Carrying on business
As a grower in the MIS the taxpayer has established, and is managing, a commercial plantation of trees and is carrying on a commercial business of afforestation. This is outlined in the relevant Product Ruling.
Trading stock
Under the management agreement the taxpayer signed with responsible entity for the MIS, trees were planted on the taxpayer's woodlots for the purpose of eventual felling and sale in approximately 20 years. Trees planted and tended for sale which are disposed outside the ordinary course of business are treated as trading stock of your commercial afforestation business.
Disposal
When the taxpayer executes the deed of settlement with the financer, the taxpayer will be released from all obligations in respect of the project, the product disclosure statement, the sub-forestry agreement, and the management agreement. This means that the taxpayer's interest in the MIS will be terminated. The termination results in the effective disposal of the taxpayer's trees and the cessation of the taxpayer's afforestation business.
Outside the ordinary course of carrying on that business
The final condition requires that the disposal of trading stock is not in the ordinary course of carrying out the taxpayer's commercial business of afforestation.
The question of whether or not a sale is outside the ordinary course of business carried on by a taxpayer is a question of fact. In Downs Distributing Co Pty Ltd v. Associated Blue Star Stores Pty Ltd (in liq) (1948) 76 CLR 463 at p.477, Rich J said:
… It speaks of the course of business in general. But it does suppose that according to the ordinary and common flow of transactions in affairs of business there is a course, an ordinary course. It means that the transaction must fall into place as part of the undistinguished common flow of business done, that it should form part of the ordinary course of business as carried on, calling for no remark and arising out of no special or particular situation.

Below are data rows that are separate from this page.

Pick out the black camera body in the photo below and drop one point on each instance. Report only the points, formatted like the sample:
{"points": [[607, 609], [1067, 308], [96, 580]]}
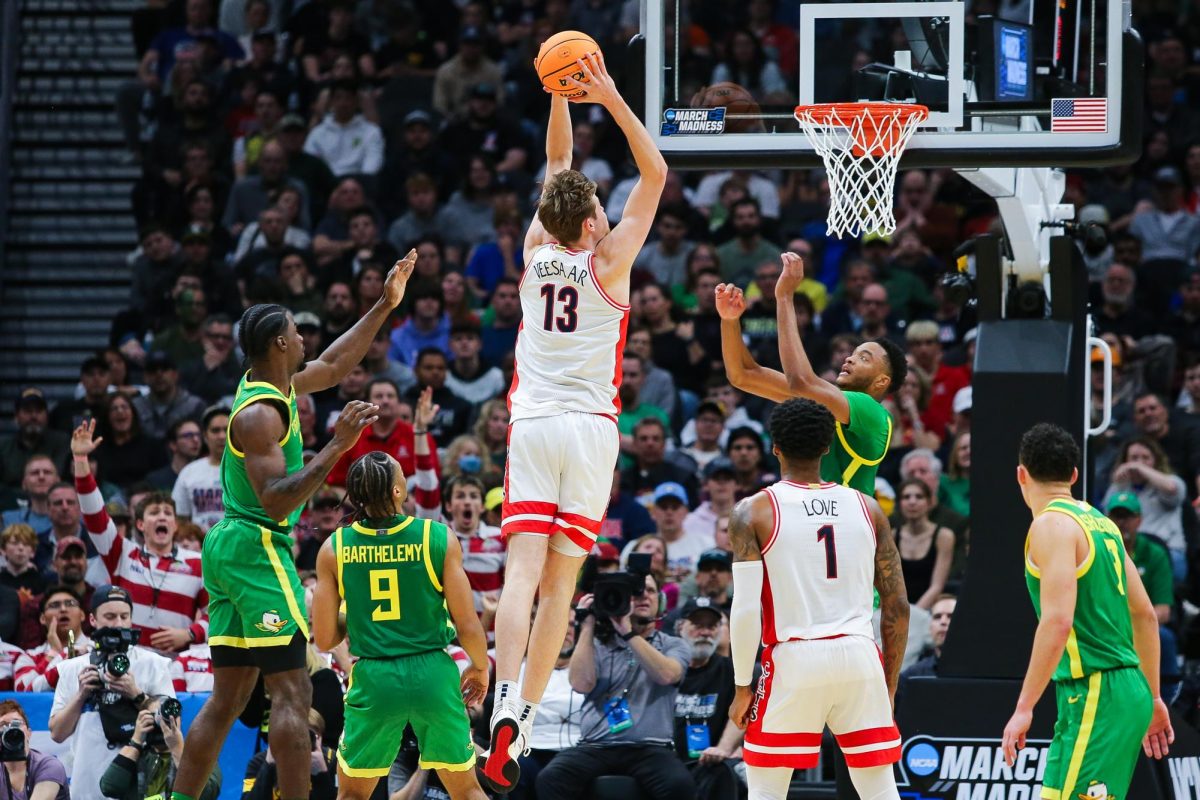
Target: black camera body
{"points": [[613, 591], [12, 743]]}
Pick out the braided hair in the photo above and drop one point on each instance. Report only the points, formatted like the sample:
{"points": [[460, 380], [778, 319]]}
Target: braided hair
{"points": [[369, 485], [259, 326]]}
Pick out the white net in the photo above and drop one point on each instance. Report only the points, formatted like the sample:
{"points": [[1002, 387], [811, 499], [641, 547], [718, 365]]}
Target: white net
{"points": [[861, 145]]}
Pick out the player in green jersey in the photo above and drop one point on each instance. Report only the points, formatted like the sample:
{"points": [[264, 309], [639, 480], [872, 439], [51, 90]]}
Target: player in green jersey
{"points": [[863, 426], [402, 583], [257, 621], [1097, 635]]}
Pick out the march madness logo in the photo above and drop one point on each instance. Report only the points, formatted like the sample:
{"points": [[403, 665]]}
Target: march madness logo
{"points": [[693, 120], [972, 769]]}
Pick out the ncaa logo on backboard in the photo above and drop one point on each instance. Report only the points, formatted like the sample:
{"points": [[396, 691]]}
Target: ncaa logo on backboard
{"points": [[693, 120]]}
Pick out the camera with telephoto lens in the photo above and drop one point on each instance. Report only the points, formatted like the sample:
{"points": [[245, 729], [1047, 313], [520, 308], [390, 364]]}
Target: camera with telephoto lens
{"points": [[613, 591], [12, 741]]}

The character of the transactions that could reasonably be expected to be called for in the course of a business of afforestation include; planting, maintaining, felling, and selling trees. The disposal of the taxpayer's trees is considered to be outside the ordinary course of an afforestation business because it occurs in a manner that is not part of the common flow of transactions. That is, it arises out of the special situation of the taxpayer defaulting on the loan and the subsequent execution of the deed of settlement.

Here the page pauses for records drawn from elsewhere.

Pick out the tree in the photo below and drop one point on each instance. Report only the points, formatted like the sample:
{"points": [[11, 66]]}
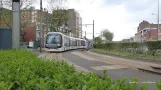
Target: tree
{"points": [[98, 40], [108, 35], [131, 39]]}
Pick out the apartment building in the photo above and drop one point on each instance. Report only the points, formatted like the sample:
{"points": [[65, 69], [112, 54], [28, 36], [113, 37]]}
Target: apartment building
{"points": [[75, 23]]}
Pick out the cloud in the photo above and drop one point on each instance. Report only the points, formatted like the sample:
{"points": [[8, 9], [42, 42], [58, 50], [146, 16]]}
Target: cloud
{"points": [[119, 16]]}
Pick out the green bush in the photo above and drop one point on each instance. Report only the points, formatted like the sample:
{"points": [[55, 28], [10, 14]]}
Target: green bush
{"points": [[21, 70], [153, 46]]}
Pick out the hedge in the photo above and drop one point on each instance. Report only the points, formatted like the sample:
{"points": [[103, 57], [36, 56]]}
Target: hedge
{"points": [[150, 47], [22, 70]]}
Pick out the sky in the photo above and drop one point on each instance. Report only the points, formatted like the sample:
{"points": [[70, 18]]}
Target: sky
{"points": [[121, 17]]}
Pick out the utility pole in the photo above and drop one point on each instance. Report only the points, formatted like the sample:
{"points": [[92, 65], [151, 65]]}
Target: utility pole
{"points": [[47, 22], [16, 24], [93, 31], [149, 31], [85, 34], [158, 22], [1, 12], [40, 25], [93, 28]]}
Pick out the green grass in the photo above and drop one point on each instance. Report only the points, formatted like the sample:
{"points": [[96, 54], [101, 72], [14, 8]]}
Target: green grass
{"points": [[22, 70], [130, 55]]}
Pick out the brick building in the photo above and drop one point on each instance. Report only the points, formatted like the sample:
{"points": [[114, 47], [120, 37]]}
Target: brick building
{"points": [[75, 23], [146, 32]]}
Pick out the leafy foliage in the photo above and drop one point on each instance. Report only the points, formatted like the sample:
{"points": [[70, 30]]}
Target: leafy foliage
{"points": [[21, 70]]}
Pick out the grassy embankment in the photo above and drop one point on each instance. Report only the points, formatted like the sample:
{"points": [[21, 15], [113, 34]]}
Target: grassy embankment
{"points": [[22, 70]]}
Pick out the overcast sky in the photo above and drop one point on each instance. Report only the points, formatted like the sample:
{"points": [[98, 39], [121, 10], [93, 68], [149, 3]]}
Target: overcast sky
{"points": [[118, 16]]}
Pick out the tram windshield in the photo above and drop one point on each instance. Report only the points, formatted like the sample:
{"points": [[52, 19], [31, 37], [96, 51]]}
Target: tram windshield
{"points": [[53, 39]]}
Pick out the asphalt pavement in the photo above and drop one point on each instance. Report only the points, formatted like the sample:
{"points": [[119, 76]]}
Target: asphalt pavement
{"points": [[93, 64]]}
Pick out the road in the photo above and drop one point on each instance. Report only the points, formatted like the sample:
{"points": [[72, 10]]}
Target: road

In conclusion, execution of the deed of settlement will result in a disposal of trading stock outside the ordinary course of business under section 70-90 of the ITAA 1997. This means that the taxpayer's assessable income for the income year in which the taxpayer executes the deed of settlement will include the market value of the trees on the day of disposal in accordance with subsection 70-90(1) of the ITAA 1997. The day of disposal will be the day that the taxpayer signs the deed of settlement.